LONDON – The long phony war about the United Kingdom’s place in Europe is over. An increasingly vicious domestic “Battle for Britain” has been underway for weeks. In a referendum on June 23, British voters will decide whether the UK remains in the European Union or, after more than four decades of membership, negotiates its withdrawal.

Opinion polls are finely balanced. With the EU increasingly seen through the lens of economic crisis, political turmoil, and unwanted migrants, a British exit – or “Brexit” – is a realistic prospect. Indeed, advocates would seem to have the wind at their backs: In an age of widespread anti-establishment rage, their claim that bossy Brussels bureaucrats are to blame for everything wrong with Britain resonates widely, tempting voters to project their personal visions of Utopia onto a post-EU future. The “remain” camp, by contrast, must somehow sell the reality of the EU as it is, warts and all.
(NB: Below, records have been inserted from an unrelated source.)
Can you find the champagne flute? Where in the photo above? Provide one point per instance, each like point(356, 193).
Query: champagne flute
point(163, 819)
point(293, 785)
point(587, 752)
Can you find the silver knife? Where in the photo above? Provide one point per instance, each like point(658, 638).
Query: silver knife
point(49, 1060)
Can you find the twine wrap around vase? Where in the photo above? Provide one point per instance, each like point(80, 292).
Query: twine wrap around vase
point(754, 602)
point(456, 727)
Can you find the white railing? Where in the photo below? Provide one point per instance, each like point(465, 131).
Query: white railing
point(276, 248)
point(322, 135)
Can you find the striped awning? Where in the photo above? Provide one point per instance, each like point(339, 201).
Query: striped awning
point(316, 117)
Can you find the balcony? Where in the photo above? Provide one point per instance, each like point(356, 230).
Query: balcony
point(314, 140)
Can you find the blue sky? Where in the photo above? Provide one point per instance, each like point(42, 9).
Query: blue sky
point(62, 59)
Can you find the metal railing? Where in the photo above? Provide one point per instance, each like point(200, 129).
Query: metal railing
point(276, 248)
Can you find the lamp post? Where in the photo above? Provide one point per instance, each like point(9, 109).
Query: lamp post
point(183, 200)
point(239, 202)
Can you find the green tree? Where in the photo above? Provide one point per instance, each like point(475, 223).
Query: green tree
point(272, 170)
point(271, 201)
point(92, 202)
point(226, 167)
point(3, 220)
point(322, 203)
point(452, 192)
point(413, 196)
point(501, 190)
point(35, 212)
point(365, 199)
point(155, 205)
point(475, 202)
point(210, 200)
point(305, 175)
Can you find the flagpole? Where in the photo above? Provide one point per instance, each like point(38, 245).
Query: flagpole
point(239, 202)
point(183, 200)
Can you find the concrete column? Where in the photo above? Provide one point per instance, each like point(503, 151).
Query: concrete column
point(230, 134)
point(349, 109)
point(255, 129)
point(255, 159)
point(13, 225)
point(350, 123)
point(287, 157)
While Britain’s debate about its relationship with “Europe” is often insular, Project Syndicate’s commentators bring a broader perspective to the question. They examine not only the likely implications of Brexit, but also how the UK arrived at this point and what the referendum – however it turns out – means for Europe’s future.

Getting to No

Carl Bildt, who was Sweden’s prime minister when his country joined the EU in 1995, provides an important reminder of what the European project has achieved – and thus what is at stake in the current threat to its integrity. “In the 1970s and 1980s,” he writes, “the magnetic promise of integration helped stabilize democracy in Greece, Spain, and Portugal.” After the collapse of communism, “the promise of EU accession eased, encouraged, and to some extent guided the transition” in Central and Eastern Europe in the 1990s. Likewise, the “soft power of an integrated Europe inspired democratic reform for decades in Turkey” and has had the same effect in Ukraine in recent years.